I’m not talking about how fast the years go by, which, of course, they do. I look at pictures of my daughter from last Christmas and I cannot believe how much she has changed in the past year. And how it doesn’t seem like it’s been 12 months since I was last stressing about preparing for Christmas.
I’m talking about the other cliché about parenthood – the years are fast but the days are long. For me, the perspective shift on time happened while I was pregnant. Before I became pregnant if I heard about someone having a miscarriage, I thought it was very sad and felt a great deal of sympathy for the parents.
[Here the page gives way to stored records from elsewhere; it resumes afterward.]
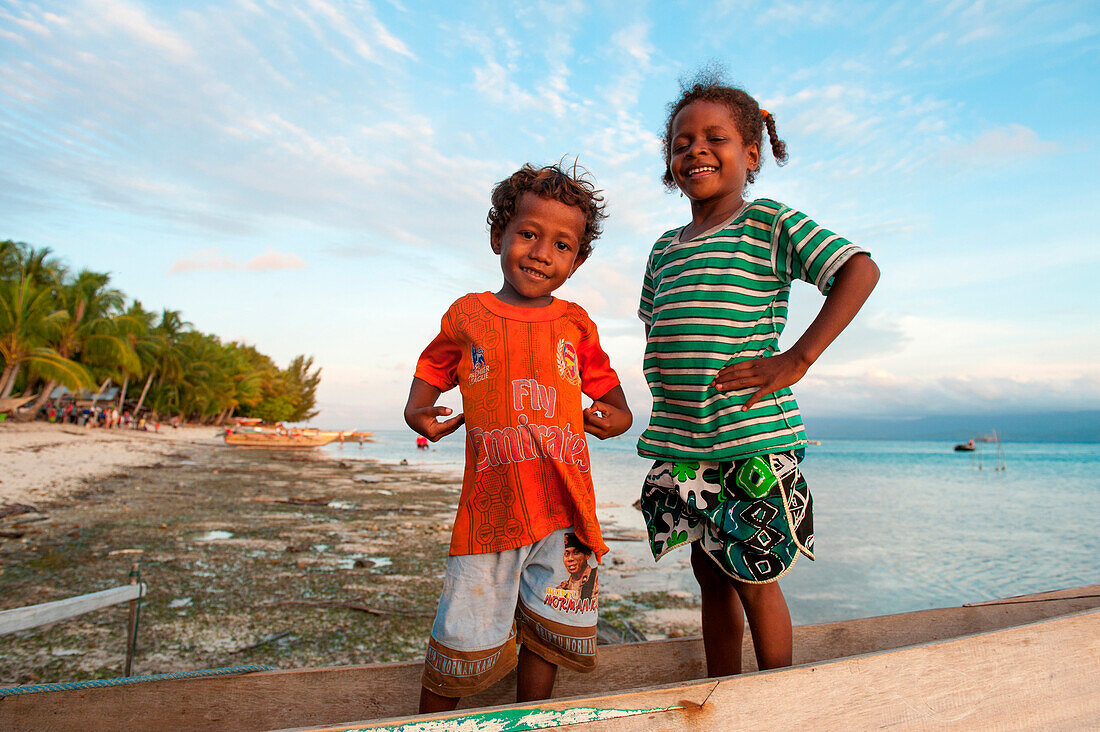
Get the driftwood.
[264,600,436,618]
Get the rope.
[0,665,272,699]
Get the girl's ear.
[745,142,760,171]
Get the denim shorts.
[421,528,600,697]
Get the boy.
[405,165,633,713]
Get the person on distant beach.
[405,165,633,712]
[638,73,879,676]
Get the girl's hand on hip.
[711,351,810,412]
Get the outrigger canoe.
[224,428,374,450]
[0,584,1100,732]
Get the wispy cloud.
[944,124,1062,165]
[168,247,306,274]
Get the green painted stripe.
[325,704,684,732]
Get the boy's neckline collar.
[475,292,569,323]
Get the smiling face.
[669,101,760,204]
[491,193,585,307]
[562,545,589,579]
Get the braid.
[760,109,788,165]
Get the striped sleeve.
[771,207,868,295]
[638,247,657,326]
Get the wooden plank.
[297,610,1100,732]
[0,586,1100,731]
[0,584,145,635]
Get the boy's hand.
[405,406,466,443]
[584,386,634,439]
[711,352,810,412]
[405,376,465,443]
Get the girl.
[638,78,879,676]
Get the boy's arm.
[584,386,634,439]
[405,378,465,443]
[712,253,879,411]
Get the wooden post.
[122,564,141,676]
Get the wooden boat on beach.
[0,584,1100,732]
[224,427,374,450]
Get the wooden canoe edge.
[0,586,1100,732]
[281,610,1100,732]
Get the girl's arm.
[584,386,634,439]
[405,376,465,443]
[712,254,879,411]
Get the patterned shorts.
[421,528,600,697]
[641,450,814,583]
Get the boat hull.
[0,586,1100,730]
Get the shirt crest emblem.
[557,338,581,385]
[469,343,488,384]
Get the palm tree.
[25,270,141,412]
[0,275,91,398]
[134,308,191,414]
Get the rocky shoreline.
[0,434,699,686]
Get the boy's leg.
[514,645,558,702]
[691,542,756,677]
[420,687,459,714]
[733,580,792,670]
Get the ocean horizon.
[325,429,1100,624]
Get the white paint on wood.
[0,584,145,635]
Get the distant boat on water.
[224,425,374,450]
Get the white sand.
[0,420,221,505]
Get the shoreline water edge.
[0,423,1100,686]
[0,423,682,686]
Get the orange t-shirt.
[416,293,619,559]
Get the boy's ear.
[565,254,589,280]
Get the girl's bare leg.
[516,646,558,702]
[691,542,743,676]
[420,687,459,714]
[733,580,791,670]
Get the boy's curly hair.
[661,66,787,190]
[485,162,607,259]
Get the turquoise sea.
[326,430,1100,624]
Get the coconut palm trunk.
[0,363,19,398]
[31,379,57,414]
[134,369,156,417]
[119,373,130,412]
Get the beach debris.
[230,631,292,654]
[194,529,233,542]
[265,600,436,618]
[0,503,40,518]
[596,618,648,645]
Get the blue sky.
[0,0,1100,430]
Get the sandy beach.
[0,420,221,505]
[0,423,699,687]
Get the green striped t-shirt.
[638,198,865,460]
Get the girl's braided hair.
[661,68,787,190]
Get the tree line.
[0,240,321,424]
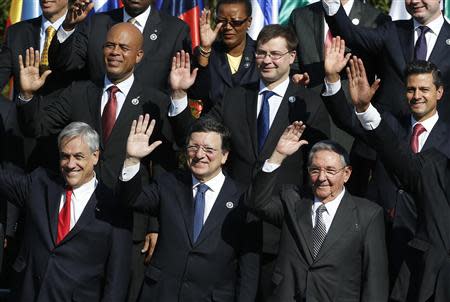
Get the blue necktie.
[414,26,430,60]
[258,90,275,152]
[193,184,209,242]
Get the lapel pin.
[131,96,141,106]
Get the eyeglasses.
[308,166,347,177]
[186,145,217,155]
[216,17,248,28]
[255,50,292,61]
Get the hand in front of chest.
[19,47,51,99]
[124,114,162,167]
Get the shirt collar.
[103,74,134,95]
[312,187,345,217]
[192,171,225,193]
[411,112,439,133]
[123,5,152,28]
[413,14,444,36]
[343,0,355,16]
[259,77,290,97]
[73,173,98,198]
[41,12,67,33]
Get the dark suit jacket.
[0,169,131,302]
[289,0,391,91]
[171,83,330,254]
[189,35,259,112]
[125,171,259,302]
[246,171,388,302]
[369,120,450,302]
[49,6,191,89]
[327,7,450,121]
[323,90,450,281]
[18,79,176,240]
[0,17,74,95]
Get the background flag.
[278,0,316,25]
[156,0,203,49]
[248,0,281,40]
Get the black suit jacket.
[0,169,131,302]
[289,0,391,90]
[18,79,176,240]
[369,120,450,302]
[0,17,76,95]
[126,171,259,302]
[189,35,259,112]
[49,6,191,89]
[171,83,330,254]
[246,171,388,302]
[327,7,450,121]
[323,90,450,281]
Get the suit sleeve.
[244,169,284,227]
[361,208,389,302]
[325,5,391,57]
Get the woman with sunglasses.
[190,0,259,113]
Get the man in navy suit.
[0,122,132,302]
[322,0,450,121]
[122,115,259,302]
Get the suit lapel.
[46,180,64,244]
[316,192,355,261]
[245,89,259,158]
[175,172,194,245]
[195,177,238,245]
[428,21,450,65]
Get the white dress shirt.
[311,188,345,233]
[39,13,67,54]
[100,74,134,119]
[59,175,98,229]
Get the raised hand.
[62,0,94,31]
[169,50,198,99]
[269,121,308,164]
[324,36,351,83]
[124,114,162,166]
[346,56,380,112]
[19,47,51,99]
[200,8,222,50]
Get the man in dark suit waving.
[50,0,191,90]
[246,122,388,302]
[122,115,259,302]
[0,122,132,302]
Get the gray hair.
[308,140,350,167]
[58,122,99,153]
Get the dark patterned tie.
[258,90,275,152]
[102,86,119,143]
[414,26,430,60]
[193,184,209,242]
[312,204,327,259]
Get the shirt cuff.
[322,79,341,96]
[322,0,341,16]
[119,163,141,181]
[56,26,75,43]
[169,96,188,116]
[262,159,280,173]
[355,104,381,130]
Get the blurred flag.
[389,0,411,21]
[156,0,203,49]
[278,0,318,25]
[94,0,123,13]
[248,0,281,40]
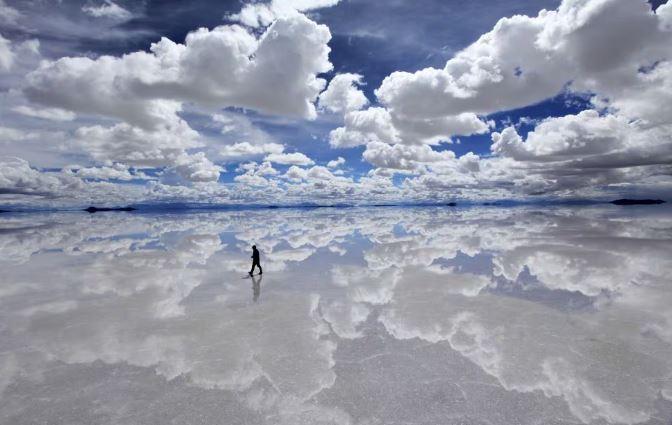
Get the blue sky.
[0,0,672,205]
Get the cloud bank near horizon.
[0,0,672,205]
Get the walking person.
[250,245,263,276]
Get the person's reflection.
[252,275,262,303]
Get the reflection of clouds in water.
[0,208,672,424]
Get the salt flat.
[0,206,672,425]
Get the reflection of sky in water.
[0,207,672,424]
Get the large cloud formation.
[0,0,672,203]
[330,0,672,194]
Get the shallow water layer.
[0,206,672,425]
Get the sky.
[0,0,672,207]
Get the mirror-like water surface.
[0,207,672,425]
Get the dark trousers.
[250,261,263,274]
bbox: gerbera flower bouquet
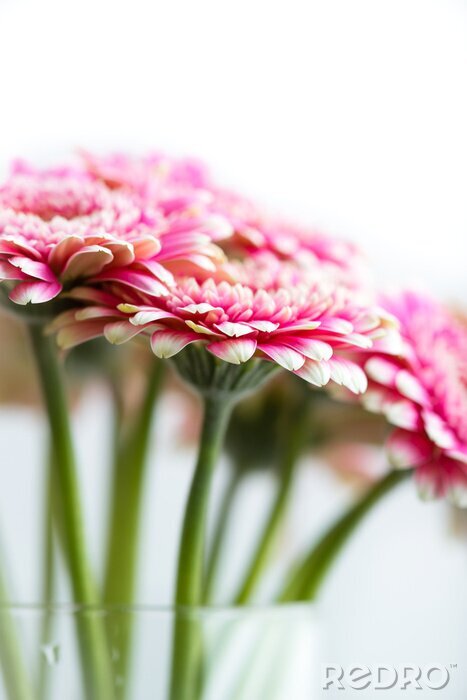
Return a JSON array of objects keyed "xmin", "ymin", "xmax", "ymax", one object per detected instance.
[{"xmin": 0, "ymin": 153, "xmax": 467, "ymax": 700}]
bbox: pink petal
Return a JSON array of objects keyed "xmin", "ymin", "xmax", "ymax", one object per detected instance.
[
  {"xmin": 9, "ymin": 257, "xmax": 57, "ymax": 282},
  {"xmin": 416, "ymin": 456, "xmax": 467, "ymax": 508},
  {"xmin": 281, "ymin": 337, "xmax": 332, "ymax": 362},
  {"xmin": 386, "ymin": 428, "xmax": 433, "ymax": 469},
  {"xmin": 57, "ymin": 319, "xmax": 104, "ymax": 350},
  {"xmin": 130, "ymin": 309, "xmax": 177, "ymax": 326},
  {"xmin": 214, "ymin": 321, "xmax": 254, "ymax": 338},
  {"xmin": 48, "ymin": 236, "xmax": 84, "ymax": 274},
  {"xmin": 396, "ymin": 369, "xmax": 429, "ymax": 406},
  {"xmin": 329, "ymin": 357, "xmax": 368, "ymax": 394},
  {"xmin": 258, "ymin": 343, "xmax": 306, "ymax": 372},
  {"xmin": 94, "ymin": 269, "xmax": 167, "ymax": 296},
  {"xmin": 10, "ymin": 282, "xmax": 62, "ymax": 306},
  {"xmin": 365, "ymin": 357, "xmax": 400, "ymax": 387},
  {"xmin": 207, "ymin": 338, "xmax": 256, "ymax": 365},
  {"xmin": 422, "ymin": 410, "xmax": 457, "ymax": 450},
  {"xmin": 151, "ymin": 330, "xmax": 200, "ymax": 359},
  {"xmin": 62, "ymin": 245, "xmax": 113, "ymax": 280},
  {"xmin": 140, "ymin": 260, "xmax": 174, "ymax": 286},
  {"xmin": 104, "ymin": 321, "xmax": 143, "ymax": 345},
  {"xmin": 383, "ymin": 399, "xmax": 420, "ymax": 430},
  {"xmin": 295, "ymin": 360, "xmax": 331, "ymax": 387},
  {"xmin": 0, "ymin": 260, "xmax": 29, "ymax": 282}
]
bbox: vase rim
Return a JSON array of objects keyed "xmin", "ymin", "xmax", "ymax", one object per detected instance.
[{"xmin": 0, "ymin": 601, "xmax": 316, "ymax": 616}]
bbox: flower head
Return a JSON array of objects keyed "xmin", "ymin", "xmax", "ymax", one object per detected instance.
[
  {"xmin": 84, "ymin": 153, "xmax": 369, "ymax": 287},
  {"xmin": 0, "ymin": 165, "xmax": 226, "ymax": 304},
  {"xmin": 54, "ymin": 257, "xmax": 392, "ymax": 393},
  {"xmin": 363, "ymin": 293, "xmax": 467, "ymax": 505}
]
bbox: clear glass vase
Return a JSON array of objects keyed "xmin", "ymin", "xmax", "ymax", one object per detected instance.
[{"xmin": 0, "ymin": 604, "xmax": 317, "ymax": 700}]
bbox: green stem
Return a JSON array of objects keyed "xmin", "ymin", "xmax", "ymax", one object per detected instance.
[
  {"xmin": 0, "ymin": 556, "xmax": 35, "ymax": 700},
  {"xmin": 37, "ymin": 446, "xmax": 58, "ymax": 700},
  {"xmin": 29, "ymin": 325, "xmax": 114, "ymax": 700},
  {"xmin": 170, "ymin": 391, "xmax": 233, "ymax": 700},
  {"xmin": 279, "ymin": 470, "xmax": 411, "ymax": 602},
  {"xmin": 103, "ymin": 360, "xmax": 164, "ymax": 698},
  {"xmin": 203, "ymin": 467, "xmax": 243, "ymax": 605},
  {"xmin": 234, "ymin": 409, "xmax": 308, "ymax": 605}
]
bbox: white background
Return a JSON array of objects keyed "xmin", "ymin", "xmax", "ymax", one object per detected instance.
[{"xmin": 0, "ymin": 0, "xmax": 467, "ymax": 700}]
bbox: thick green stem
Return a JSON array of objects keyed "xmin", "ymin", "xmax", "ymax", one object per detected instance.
[
  {"xmin": 234, "ymin": 407, "xmax": 307, "ymax": 605},
  {"xmin": 279, "ymin": 470, "xmax": 411, "ymax": 602},
  {"xmin": 170, "ymin": 391, "xmax": 232, "ymax": 700},
  {"xmin": 37, "ymin": 454, "xmax": 58, "ymax": 700},
  {"xmin": 0, "ymin": 569, "xmax": 35, "ymax": 700},
  {"xmin": 103, "ymin": 360, "xmax": 164, "ymax": 698},
  {"xmin": 29, "ymin": 325, "xmax": 114, "ymax": 700},
  {"xmin": 203, "ymin": 467, "xmax": 243, "ymax": 605}
]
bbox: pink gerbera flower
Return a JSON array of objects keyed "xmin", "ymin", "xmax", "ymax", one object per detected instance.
[
  {"xmin": 0, "ymin": 165, "xmax": 228, "ymax": 304},
  {"xmin": 79, "ymin": 153, "xmax": 369, "ymax": 287},
  {"xmin": 56, "ymin": 258, "xmax": 393, "ymax": 394},
  {"xmin": 363, "ymin": 293, "xmax": 467, "ymax": 505}
]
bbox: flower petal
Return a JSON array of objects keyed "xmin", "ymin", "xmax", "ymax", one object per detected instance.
[
  {"xmin": 207, "ymin": 338, "xmax": 256, "ymax": 365},
  {"xmin": 57, "ymin": 319, "xmax": 104, "ymax": 350},
  {"xmin": 10, "ymin": 282, "xmax": 62, "ymax": 306},
  {"xmin": 151, "ymin": 330, "xmax": 199, "ymax": 359},
  {"xmin": 386, "ymin": 428, "xmax": 433, "ymax": 469},
  {"xmin": 104, "ymin": 321, "xmax": 143, "ymax": 345},
  {"xmin": 295, "ymin": 360, "xmax": 331, "ymax": 387},
  {"xmin": 62, "ymin": 245, "xmax": 113, "ymax": 280},
  {"xmin": 258, "ymin": 343, "xmax": 306, "ymax": 372}
]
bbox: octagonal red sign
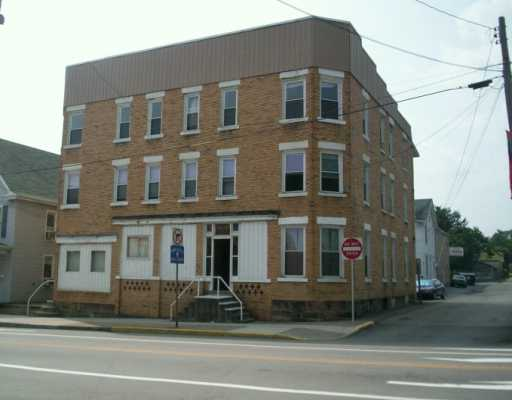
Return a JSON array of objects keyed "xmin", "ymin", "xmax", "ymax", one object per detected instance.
[{"xmin": 341, "ymin": 238, "xmax": 363, "ymax": 260}]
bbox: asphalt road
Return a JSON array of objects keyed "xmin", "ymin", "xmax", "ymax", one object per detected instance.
[{"xmin": 0, "ymin": 284, "xmax": 512, "ymax": 400}]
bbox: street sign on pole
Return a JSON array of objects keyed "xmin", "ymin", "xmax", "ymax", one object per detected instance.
[
  {"xmin": 171, "ymin": 244, "xmax": 185, "ymax": 328},
  {"xmin": 450, "ymin": 247, "xmax": 464, "ymax": 257},
  {"xmin": 341, "ymin": 238, "xmax": 363, "ymax": 322}
]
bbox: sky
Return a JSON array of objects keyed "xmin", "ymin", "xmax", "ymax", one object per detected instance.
[{"xmin": 0, "ymin": 0, "xmax": 512, "ymax": 235}]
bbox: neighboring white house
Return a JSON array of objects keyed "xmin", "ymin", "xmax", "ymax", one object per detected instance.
[{"xmin": 414, "ymin": 199, "xmax": 449, "ymax": 284}]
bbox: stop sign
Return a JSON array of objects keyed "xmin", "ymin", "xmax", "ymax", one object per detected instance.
[{"xmin": 341, "ymin": 238, "xmax": 363, "ymax": 260}]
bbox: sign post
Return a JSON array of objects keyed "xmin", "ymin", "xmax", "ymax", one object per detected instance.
[
  {"xmin": 341, "ymin": 238, "xmax": 363, "ymax": 322},
  {"xmin": 171, "ymin": 228, "xmax": 185, "ymax": 328}
]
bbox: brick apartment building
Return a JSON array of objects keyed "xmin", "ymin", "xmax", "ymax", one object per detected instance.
[{"xmin": 54, "ymin": 18, "xmax": 417, "ymax": 319}]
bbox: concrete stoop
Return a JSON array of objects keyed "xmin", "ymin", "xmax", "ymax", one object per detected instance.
[{"xmin": 179, "ymin": 294, "xmax": 254, "ymax": 323}]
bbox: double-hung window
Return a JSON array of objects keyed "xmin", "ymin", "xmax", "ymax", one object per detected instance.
[
  {"xmin": 388, "ymin": 174, "xmax": 395, "ymax": 214},
  {"xmin": 283, "ymin": 150, "xmax": 305, "ymax": 193},
  {"xmin": 318, "ymin": 68, "xmax": 344, "ymax": 122},
  {"xmin": 143, "ymin": 156, "xmax": 163, "ymax": 204},
  {"xmin": 363, "ymin": 155, "xmax": 370, "ymax": 205},
  {"xmin": 116, "ymin": 97, "xmax": 132, "ymax": 142},
  {"xmin": 320, "ymin": 227, "xmax": 343, "ymax": 278},
  {"xmin": 43, "ymin": 256, "xmax": 53, "ymax": 279},
  {"xmin": 44, "ymin": 211, "xmax": 57, "ymax": 240},
  {"xmin": 0, "ymin": 205, "xmax": 9, "ymax": 239},
  {"xmin": 66, "ymin": 250, "xmax": 80, "ymax": 272},
  {"xmin": 379, "ymin": 110, "xmax": 387, "ymax": 153},
  {"xmin": 363, "ymin": 224, "xmax": 372, "ymax": 281},
  {"xmin": 282, "ymin": 226, "xmax": 305, "ymax": 277},
  {"xmin": 361, "ymin": 90, "xmax": 370, "ymax": 140},
  {"xmin": 380, "ymin": 170, "xmax": 387, "ymax": 210},
  {"xmin": 219, "ymin": 157, "xmax": 236, "ymax": 197},
  {"xmin": 381, "ymin": 230, "xmax": 389, "ymax": 282},
  {"xmin": 279, "ymin": 69, "xmax": 308, "ymax": 122},
  {"xmin": 66, "ymin": 106, "xmax": 85, "ymax": 146},
  {"xmin": 181, "ymin": 86, "xmax": 202, "ymax": 135},
  {"xmin": 220, "ymin": 86, "xmax": 238, "ymax": 128},
  {"xmin": 181, "ymin": 159, "xmax": 197, "ymax": 199},
  {"xmin": 146, "ymin": 95, "xmax": 163, "ymax": 139},
  {"xmin": 63, "ymin": 165, "xmax": 81, "ymax": 208},
  {"xmin": 114, "ymin": 167, "xmax": 128, "ymax": 202},
  {"xmin": 126, "ymin": 236, "xmax": 149, "ymax": 258},
  {"xmin": 391, "ymin": 233, "xmax": 397, "ymax": 282},
  {"xmin": 388, "ymin": 118, "xmax": 395, "ymax": 158}
]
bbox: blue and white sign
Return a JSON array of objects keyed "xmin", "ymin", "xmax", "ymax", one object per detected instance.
[{"xmin": 171, "ymin": 244, "xmax": 185, "ymax": 264}]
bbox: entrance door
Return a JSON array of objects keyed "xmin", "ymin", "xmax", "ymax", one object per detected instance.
[{"xmin": 213, "ymin": 239, "xmax": 230, "ymax": 290}]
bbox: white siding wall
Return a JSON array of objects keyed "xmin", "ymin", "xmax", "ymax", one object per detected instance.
[
  {"xmin": 233, "ymin": 222, "xmax": 268, "ymax": 282},
  {"xmin": 160, "ymin": 224, "xmax": 197, "ymax": 281},
  {"xmin": 121, "ymin": 225, "xmax": 154, "ymax": 279},
  {"xmin": 58, "ymin": 244, "xmax": 112, "ymax": 293}
]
But it wasn’t until I became pregnant myself that I really understood how long six, eight, ten or 12 weeks of pregnancy truly is. That those are weeks full of hopes and plans and dreams for your unborn child. Weeks of reading pregnancy books and getting weekly email updates. Weeks of sharing the news with family and friends. While I was blessed to have a healthy pregnancy, I understood the pain of those who have miscarried more acutely.
And when I think about the tragedy in Newtown, I think not only of the birthdays, graduations, and weddings those beautiful children had ahead of them. I think of how many diaper changes, baths and bedtime routines happen in six or seven years. How many jars of food are spoon fed. How many books are read. How many teeth are brushed. How many loads of laundry are done. How many songs are sung. How many nights are spent up with a sick child. How many milestones are celebrated. How many family vacations are taken. How many smiles are smiled. I think about all the parental worry that can happen in six or seven years. Will she ever toilet train? Is he eating right? Am I picking the right preschool?
So much life happens in six or seven years. It is way too short amount of time to parent a child. But it also a long time to be someone’s parent. I think about this and it tears me to my very core as I grieve for the parents of the Newtown victims and any parent who has lost a child.